Through the relationship of solidarity, of identification with us, we enter into Christ's death and express our solidarity for him. This is basically what Paul says in Romans six about how we aer baptized into Christ's death. Through that identification we have relationship with God and that creates the grounds upon which sin is forgiven! This is God's speechifying to us. This is how the silent God, gripped by divine apasia speaks to us and shows us through his divine athombia the truth of his love; he becomes one of us, dies at the lowest social level, as a criminal, a "loser." He is raised from the dead to a new hope and a future. Through this solidarity with us, this identification, we are raised to a new hope and a future in Christ!

It's prefectly Hegelian: the Fahter is the thesis, the son the anti-thesis, and the resurrection in the Spirit the synthesis. I told you I saw God as the Hegelian dialectic. So God speaks through is actions in Christ as the incornate solidarity with humanity. He shows us visually that he is identified with us. But we must enter into that solidarity and step out in faith to walk in newness of life.

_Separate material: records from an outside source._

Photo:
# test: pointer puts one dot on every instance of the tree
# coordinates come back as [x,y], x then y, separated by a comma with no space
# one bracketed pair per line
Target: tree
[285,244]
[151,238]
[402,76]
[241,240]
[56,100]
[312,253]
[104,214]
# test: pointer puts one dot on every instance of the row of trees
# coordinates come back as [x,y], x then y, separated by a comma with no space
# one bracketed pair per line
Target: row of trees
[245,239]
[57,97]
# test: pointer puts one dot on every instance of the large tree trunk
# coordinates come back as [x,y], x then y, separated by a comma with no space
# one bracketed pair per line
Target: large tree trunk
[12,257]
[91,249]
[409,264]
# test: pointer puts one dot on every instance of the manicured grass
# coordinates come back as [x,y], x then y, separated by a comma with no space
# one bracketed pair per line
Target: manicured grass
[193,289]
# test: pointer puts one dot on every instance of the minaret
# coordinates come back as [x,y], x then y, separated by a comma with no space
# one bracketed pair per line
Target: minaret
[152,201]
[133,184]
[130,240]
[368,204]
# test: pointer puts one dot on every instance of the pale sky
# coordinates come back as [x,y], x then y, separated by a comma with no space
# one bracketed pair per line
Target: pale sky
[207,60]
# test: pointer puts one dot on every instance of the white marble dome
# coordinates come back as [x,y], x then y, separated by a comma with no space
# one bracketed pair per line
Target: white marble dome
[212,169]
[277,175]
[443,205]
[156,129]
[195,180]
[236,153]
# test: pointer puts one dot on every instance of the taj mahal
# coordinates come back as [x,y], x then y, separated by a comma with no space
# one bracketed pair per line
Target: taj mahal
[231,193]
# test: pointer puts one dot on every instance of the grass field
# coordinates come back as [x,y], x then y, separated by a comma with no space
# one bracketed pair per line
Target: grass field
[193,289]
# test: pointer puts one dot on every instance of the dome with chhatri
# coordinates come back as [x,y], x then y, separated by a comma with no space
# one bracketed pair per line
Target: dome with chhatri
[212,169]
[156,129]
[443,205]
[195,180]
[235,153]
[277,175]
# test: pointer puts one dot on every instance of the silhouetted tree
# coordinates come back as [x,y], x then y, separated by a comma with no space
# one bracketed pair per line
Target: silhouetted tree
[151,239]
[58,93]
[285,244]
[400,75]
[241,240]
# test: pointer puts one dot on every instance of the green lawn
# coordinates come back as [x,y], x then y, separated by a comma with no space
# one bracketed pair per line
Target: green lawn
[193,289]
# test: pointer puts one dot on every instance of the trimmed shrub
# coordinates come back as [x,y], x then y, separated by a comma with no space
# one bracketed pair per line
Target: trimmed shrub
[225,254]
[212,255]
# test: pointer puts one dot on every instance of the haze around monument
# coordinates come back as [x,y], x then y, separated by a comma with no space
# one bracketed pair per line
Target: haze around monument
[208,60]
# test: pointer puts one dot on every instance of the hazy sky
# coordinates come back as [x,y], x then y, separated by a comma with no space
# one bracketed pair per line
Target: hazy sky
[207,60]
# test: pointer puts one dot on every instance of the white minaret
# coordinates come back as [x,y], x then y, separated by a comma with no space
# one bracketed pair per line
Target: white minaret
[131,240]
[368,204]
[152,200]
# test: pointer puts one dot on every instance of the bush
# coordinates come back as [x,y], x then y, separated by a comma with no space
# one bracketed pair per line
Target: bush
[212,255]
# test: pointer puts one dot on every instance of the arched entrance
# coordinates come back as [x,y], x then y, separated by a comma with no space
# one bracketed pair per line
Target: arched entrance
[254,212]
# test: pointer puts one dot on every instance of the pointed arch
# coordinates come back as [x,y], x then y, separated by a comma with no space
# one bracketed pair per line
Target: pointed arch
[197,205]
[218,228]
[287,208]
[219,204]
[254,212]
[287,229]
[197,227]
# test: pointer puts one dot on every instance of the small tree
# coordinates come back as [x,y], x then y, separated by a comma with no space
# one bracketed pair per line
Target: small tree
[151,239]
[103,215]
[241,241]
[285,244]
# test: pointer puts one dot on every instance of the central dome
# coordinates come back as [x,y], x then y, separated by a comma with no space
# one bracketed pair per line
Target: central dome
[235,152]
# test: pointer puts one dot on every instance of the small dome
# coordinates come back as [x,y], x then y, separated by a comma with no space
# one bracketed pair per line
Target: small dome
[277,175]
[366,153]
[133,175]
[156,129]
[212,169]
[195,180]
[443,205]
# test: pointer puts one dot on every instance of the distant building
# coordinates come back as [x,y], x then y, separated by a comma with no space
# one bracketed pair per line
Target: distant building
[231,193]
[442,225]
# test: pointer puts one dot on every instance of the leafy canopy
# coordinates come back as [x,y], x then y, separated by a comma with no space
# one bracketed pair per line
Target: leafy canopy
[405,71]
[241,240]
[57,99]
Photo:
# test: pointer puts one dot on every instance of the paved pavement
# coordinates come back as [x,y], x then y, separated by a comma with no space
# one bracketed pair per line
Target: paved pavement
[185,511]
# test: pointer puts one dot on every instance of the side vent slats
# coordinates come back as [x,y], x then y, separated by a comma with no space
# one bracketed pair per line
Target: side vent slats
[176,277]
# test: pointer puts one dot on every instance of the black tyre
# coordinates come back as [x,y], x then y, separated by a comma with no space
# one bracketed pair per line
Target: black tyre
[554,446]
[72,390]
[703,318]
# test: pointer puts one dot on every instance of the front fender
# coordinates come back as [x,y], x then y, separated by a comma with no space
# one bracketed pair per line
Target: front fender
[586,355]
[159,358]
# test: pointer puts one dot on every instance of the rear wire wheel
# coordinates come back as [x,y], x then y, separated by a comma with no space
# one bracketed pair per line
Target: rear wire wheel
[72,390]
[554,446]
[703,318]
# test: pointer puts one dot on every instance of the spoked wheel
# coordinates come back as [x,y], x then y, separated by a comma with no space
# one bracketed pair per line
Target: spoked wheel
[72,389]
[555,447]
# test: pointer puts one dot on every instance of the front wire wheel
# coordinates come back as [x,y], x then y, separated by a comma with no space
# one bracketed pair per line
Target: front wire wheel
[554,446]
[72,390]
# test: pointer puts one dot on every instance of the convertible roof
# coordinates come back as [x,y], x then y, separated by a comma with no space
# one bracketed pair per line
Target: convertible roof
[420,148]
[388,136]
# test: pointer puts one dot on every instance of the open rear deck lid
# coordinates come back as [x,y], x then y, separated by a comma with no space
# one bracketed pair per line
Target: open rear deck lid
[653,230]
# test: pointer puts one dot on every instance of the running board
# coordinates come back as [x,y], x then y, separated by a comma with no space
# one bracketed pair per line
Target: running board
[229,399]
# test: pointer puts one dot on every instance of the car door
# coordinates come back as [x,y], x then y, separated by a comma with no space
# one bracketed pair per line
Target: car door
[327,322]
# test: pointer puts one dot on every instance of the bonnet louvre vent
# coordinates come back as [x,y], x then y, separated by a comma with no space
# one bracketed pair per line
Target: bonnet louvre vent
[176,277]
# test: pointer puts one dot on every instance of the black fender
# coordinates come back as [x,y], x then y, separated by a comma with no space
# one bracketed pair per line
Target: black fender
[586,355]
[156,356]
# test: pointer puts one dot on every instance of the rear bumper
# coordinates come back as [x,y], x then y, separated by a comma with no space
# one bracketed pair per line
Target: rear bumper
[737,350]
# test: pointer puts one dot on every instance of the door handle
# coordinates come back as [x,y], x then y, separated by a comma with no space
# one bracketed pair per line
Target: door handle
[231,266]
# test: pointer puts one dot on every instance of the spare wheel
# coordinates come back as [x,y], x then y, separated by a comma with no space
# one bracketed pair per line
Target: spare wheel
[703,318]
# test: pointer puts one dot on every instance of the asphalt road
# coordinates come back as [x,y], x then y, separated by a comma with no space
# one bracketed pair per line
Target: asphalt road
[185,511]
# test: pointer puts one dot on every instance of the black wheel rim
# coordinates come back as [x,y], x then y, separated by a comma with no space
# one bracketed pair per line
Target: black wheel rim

The whole point of the play Waiting for Godot is not that they are waiting for God, but that they are waiting for the big human payoff; meaning, or social utopia, or to get rich, or find God, or whatever. But God is a good metaphor for thi concept. They are waitng for this big thing that suppossed to be coming but never quite does. Not to say say that Beckett was a christian, although I could argue that we can't say he wasn't. He hated Catholics but liked protestants and was interested in Christian philosphy all his life. It is not implaussable to thin that one sees Christian symbols in Beckett. The two tramps in Waiting for Godot, Didi and Gogo, wait by a little tree, withered and small. This is symbolic of the world tree. But one might take the world tree as an archetype of the corss, especiallyt his one in the paly. They are waiting by the cross, they can never quite committ they neve quire undersand; Godot has already come!